Leia também “A Avenida da Liberdade”

8 comentários
  1. Sidneia cristina da Silva zafalon
    Sidneia cristina da Silva zafalon

    É muito triste ver como o Poder Judiciário se transformou em um palanque político, o que outrora o STF era uma casa composta por juristas com renomado saber jurídico, hoje é um bando de pessoas com suas ideologias pessoais que só pensam em si.

  2. Candido Andre Sampaio Toledo Cabral
    Candido Andre Sampaio Toledo Cabral

    Não sabia da história de sua demissão na CNN. Realmente foi um período onde picaretas tiraram suas máscaras de tiranos. O lado bom é que podemos os identificar agora.

  3. DONIZETE LOURENCO
    DONIZETE LOURENCO

    O único objetivo da caterva instalada em Brasília nas palavras do guerrilheiro José Dirceu treinado em Cuba, é tomar o poder e nunca mais entrega-lo à população.
    O poder emana do povo e em seu é exercido por seus representantes eleitos pelo voto.
    Está na nossa CF que foi jogada na fossa dos dejetos cerebrais que tomaram o judiciário do país.
    A “defesa da democracia” é o maior projeto para silenciar o povo demonstrada pelos supremos sacerdotes da verdade deste país.

  4. MB
    MB

    Grândola Vila morena…. muito bom o artigo. Parabéns! Sairemos dessa do certamente mais fortes. O povo brasileiro está resistindo com sabedoria. Sem desespero e firmes, veremos o que é obsoleto derreter.

  5. Antonio Carlos Neves
    Antonio Carlos Neves

    Alexandre, não entendo como a respeitosa e verdadeira DEMOCRACIA de Portugal, ainda tem autoridades que prestigiam o desatinado e inútil LULA, que com frequência condena a colonização portuguesa, por atrasos na educação, por massacrar as populações originárias, pela escravidão e outras baboseiras.
    Todos sabemos que os portugueses foram quem mais se miscigenaram com outras etnias neste pais, e provavelmente, ai sim, cometeram o desatino de dar origem Lula.
    Há pouco tempo o nosso jornalismo com instintos primitivos, reportou como xenófoba uma amalucada senhora portuguesa que teve uma desavença com uma brasileira e mandou que ela voltasse para seu pais. Bastou para o atual ministro do STF Flavio Dino, dissesse que os brasileiros tem o direito de invadir Portugal e o pais deveria devolver ouro que levaram de Ouro Preto.
    Infelizmente, Flavio Dino não ter orgulho de suas origens como eu, pois é neto de portugueses.

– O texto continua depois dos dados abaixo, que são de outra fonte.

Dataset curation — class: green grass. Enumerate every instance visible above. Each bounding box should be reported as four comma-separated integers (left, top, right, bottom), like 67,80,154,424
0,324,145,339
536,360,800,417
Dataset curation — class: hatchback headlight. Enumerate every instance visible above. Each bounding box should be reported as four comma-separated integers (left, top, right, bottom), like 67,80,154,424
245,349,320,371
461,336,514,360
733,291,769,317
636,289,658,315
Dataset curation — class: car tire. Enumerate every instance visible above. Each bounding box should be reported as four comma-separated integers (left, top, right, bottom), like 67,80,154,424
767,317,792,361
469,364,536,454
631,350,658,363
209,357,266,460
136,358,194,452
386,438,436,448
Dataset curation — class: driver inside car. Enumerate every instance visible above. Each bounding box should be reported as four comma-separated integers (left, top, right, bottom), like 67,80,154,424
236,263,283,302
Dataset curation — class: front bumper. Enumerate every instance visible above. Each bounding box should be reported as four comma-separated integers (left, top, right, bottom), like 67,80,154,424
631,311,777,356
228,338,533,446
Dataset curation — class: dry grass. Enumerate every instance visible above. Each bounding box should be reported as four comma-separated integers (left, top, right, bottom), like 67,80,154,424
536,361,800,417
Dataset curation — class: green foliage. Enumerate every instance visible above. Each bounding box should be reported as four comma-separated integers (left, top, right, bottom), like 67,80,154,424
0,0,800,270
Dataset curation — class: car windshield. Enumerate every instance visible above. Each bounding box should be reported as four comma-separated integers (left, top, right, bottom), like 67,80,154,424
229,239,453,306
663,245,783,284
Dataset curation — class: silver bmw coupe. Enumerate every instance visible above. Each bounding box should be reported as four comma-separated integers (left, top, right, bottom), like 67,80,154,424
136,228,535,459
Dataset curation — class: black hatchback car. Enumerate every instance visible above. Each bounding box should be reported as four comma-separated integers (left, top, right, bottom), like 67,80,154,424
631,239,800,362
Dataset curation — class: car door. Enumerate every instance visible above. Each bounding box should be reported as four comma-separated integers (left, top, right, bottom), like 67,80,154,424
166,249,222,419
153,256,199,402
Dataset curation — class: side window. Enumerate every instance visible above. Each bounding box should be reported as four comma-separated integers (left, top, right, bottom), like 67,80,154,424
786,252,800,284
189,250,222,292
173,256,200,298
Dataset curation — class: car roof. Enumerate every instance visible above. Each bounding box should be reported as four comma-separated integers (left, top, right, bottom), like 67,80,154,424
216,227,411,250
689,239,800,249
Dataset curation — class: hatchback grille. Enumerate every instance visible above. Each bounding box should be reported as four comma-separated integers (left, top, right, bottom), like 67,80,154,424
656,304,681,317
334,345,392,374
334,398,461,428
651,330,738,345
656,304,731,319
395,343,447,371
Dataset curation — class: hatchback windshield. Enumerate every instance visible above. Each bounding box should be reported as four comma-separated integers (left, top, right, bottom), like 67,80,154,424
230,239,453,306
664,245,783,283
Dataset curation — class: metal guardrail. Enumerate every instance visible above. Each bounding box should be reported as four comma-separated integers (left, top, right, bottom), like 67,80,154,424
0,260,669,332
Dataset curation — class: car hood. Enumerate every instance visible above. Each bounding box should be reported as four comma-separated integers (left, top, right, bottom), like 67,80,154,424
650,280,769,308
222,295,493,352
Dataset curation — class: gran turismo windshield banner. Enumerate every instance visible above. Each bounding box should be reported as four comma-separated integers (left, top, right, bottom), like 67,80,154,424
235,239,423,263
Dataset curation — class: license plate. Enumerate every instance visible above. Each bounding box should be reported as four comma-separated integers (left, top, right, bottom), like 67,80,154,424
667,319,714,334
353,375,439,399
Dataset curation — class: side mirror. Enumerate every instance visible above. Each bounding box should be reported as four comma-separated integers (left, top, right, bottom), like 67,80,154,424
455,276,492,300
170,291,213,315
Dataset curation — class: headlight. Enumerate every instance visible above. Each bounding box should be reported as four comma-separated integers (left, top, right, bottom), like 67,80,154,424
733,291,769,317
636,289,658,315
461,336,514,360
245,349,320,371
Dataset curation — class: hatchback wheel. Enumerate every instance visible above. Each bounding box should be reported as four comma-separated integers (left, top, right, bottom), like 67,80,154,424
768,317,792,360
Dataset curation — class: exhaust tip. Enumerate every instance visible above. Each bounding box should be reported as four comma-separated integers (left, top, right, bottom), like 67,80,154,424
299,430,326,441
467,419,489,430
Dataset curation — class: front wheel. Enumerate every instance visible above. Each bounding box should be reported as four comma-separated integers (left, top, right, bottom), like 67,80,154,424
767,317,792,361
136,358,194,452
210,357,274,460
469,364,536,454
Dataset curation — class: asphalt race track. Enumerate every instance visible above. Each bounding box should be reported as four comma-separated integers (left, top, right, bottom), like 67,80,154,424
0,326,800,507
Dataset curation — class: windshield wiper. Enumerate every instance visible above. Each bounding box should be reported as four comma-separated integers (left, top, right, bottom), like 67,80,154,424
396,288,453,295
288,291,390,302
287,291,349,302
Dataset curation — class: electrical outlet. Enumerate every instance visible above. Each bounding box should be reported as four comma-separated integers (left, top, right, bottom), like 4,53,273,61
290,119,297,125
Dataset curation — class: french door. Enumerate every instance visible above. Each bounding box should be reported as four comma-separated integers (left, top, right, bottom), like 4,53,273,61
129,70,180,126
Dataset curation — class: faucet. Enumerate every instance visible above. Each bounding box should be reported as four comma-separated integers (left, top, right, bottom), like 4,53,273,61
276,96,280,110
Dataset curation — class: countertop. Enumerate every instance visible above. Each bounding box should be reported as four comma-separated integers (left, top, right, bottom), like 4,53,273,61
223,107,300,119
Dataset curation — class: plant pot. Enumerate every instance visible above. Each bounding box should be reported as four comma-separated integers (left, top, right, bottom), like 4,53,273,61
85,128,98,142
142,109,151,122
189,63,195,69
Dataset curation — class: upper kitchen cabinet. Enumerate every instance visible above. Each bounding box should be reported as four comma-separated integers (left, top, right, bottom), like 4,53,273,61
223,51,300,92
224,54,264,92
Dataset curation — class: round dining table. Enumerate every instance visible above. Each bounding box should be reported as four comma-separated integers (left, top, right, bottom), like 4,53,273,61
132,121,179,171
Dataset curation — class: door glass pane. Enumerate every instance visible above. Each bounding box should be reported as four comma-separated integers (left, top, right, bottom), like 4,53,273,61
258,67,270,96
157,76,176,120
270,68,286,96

  6. Erasmo Silvestre da Silva
    Erasmo Silvestre da Silva

    Se existe um sujeito que tem autoridade neste país pra dizer o que é verdade e o que é mentira é o Luiz Inácio Lula da Silva

  7. João Cirilo
    João Cirilo

    Interessante como as mentes lúcidas, as pessoas inteligentes, práticas, com visão clara sobre as coisas sofrem neste país de néscios, sem outra qualificação que a ínsita necedade oportunista.
    Pois não é que o Alexandre Garcia foi demitido na esquerdista – e portanto néscia – CNN por dizer que covid tem tratamento fora de hospitais?
    Obvio que tem, eu e milhões fomos assim tratados e curados; eu poderia ser um paciente da mulher dele até porque fui de outra médica que me receitou em casa, respirador, hidroxicloroquina e ivermectina.
    Eu que estava com 50% dos pulmões já tomado pela doença e que ia de mal a pior com o “protocolo” da Prefeitura de minha cidade, espelhado no do João “fique em casa” Doria, certamente corresponsável, como muitos políticos mundo afora, por muita gente que partiu.
    Não sei o que a mulher do douto jornalista ministrou aos seus pacientes. Mas sou capaz de apostar um fio do cabelo do Alexandre de Moraes que foi a mesma receita.
    Quanto à ditadura já instalada aqui tenho leve, bem leve, esperança em 2026. Se não der, Brasília pode mudar de nome. Nova Caracas ou Havana Nova podem soar oportunas.

  8. Joel Luiz Oliveira Rios
    Joel Luiz Oliveira Rios

    LIBERDADE, LIBERDADE sempre, sinônimo de VOAR, VOAR com o arbítrio e senso de responsabilidade que o Criador nos deu. Quando pautamos as nossas vidas por estes parâmetros e, no pleno uso das nossas faculdades mentais, jamais deixaremos subvertermo-nos pelo que não é certo, de bom grado e coerente com aquele que nos criou e nos sustenta, pois o seu DNA se encontra impresso em todos os seres humanos que são humanos e seguem o manual do Criador. Jamais erraremos o caminho que nos conduz nesta terra, e além dela em vitória, e ainda deixaremos o melhor legado de um caráter exemplar para os que virão após nós.